Litkicks Message Board Archive

rambling

Posted to Action Poetry





I pause
The noise
- Gets too loud

Turn turn the volume up
There is where my thoughts run free
and if for a second I could look away
(but I love to see you dance )
Bad bad tempting in rhythm what a fucking clique
And I was dreaming
-stopped
to shatter through mysteries
and strife
ahhh this poem is gay
I still can’t convey what
I’m trying to say

What?

It’s there
But I find it easier and easier to hide
As if I’ve been training all along
And the only place I find confront
is in solitude
But I can not dance alone for too long really..
It gets old even being alone.. ha!
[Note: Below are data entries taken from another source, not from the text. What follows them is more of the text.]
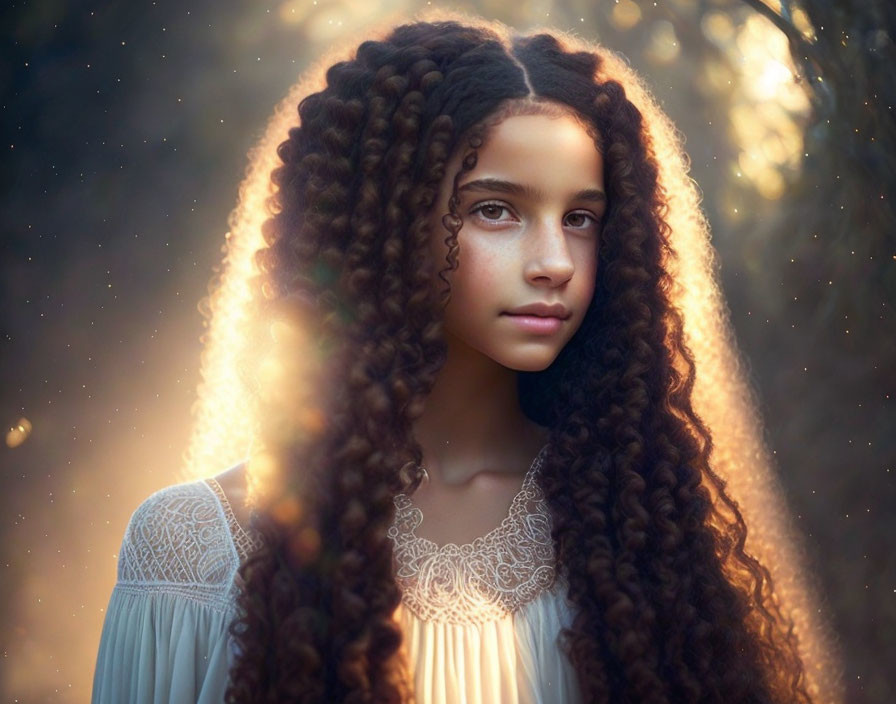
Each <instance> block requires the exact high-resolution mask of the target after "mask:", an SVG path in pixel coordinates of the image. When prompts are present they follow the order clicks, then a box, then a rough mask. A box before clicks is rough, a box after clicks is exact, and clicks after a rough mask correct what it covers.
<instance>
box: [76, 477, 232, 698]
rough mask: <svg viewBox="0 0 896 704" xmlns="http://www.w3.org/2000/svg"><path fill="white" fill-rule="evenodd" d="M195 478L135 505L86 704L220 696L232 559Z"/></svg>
mask: <svg viewBox="0 0 896 704" xmlns="http://www.w3.org/2000/svg"><path fill="white" fill-rule="evenodd" d="M219 509H220V506H219V505H217V504H216V503H215V501H214V499H213V498H212V497H211V495H210V494H209V492H208V491H207V490H204V489H203V488H202V486H200V485H199V484H198V483H194V484H189V485H178V486H175V487H168V488H167V489H163V490H162V491H161V492H157V493H156V494H154V495H153V496H151V497H150V498H149V499H147V500H146V501H145V502H144V503H143V504H141V506H140V507H139V508H138V509H137V510H136V511H135V512H134V515H133V516H132V517H131V520H130V522H129V524H128V528H127V530H126V532H125V536H124V540H123V541H122V546H121V552H120V553H119V559H118V581H117V583H116V584H115V587H114V589H113V591H112V596H111V598H110V600H109V607H108V609H107V611H106V617H105V621H104V623H103V631H102V636H101V639H100V647H99V653H98V655H97V662H96V670H95V672H94V679H93V696H92V700H91V701H92V704H125V703H131V702H133V703H138V704H221V702H223V700H224V691H225V689H226V686H227V674H228V665H229V655H228V651H229V643H230V638H229V635H228V626H229V624H230V621H231V619H232V615H233V613H234V609H233V605H232V601H231V594H230V589H229V588H228V587H229V586H231V583H232V579H233V574H234V572H235V568H236V566H237V562H238V561H237V559H236V554H235V551H234V548H233V543H232V542H231V541H229V540H228V537H229V534H228V529H227V525H226V522H225V521H224V520H223V517H222V516H221V513H220V510H219Z"/></svg>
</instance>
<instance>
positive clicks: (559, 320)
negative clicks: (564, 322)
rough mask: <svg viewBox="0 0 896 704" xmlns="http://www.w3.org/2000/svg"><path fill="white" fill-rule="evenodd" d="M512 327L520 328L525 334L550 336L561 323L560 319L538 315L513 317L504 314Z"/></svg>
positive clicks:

You laugh
Alone? What is this you talk of?
You do not know loneliness…

Maybe you’re right…


But the word itself..

I mean alone.. right now I am alone

With a house full of people

Aanother clique
And that’s what I am

I realize that
Ha! I smile
Cuz I like it

Giggle giggle

I can observe from this loneliness
Fictional loneness I must live in

Out out out I that’s all this is

Out..

Out out outta of me
Vomit out of me
U know when you’re just trying to be happy



That’s really just it..
Do I find it in me?

Do I?

I find that I’m lazier then most humane beings
And that’s more my problem then anything

But see.. …..I like dreaming I suppose
I think most of it is

I like
Sleep
I just want to let myself be led
By whatever forces THAT is


I was in this house again a house
I knew ……well
crucially well

It’s exciting the things that occur
Funny things like sandwich fillings
Dropping outta of your video camera

But the reality is I live here
And at times I feel the practically in me
Is sickening

Anyway I better go.











And taken and read it would read as if I am not happy

I feel that I am. On many levels. But I’m a greedy bitch and always want more.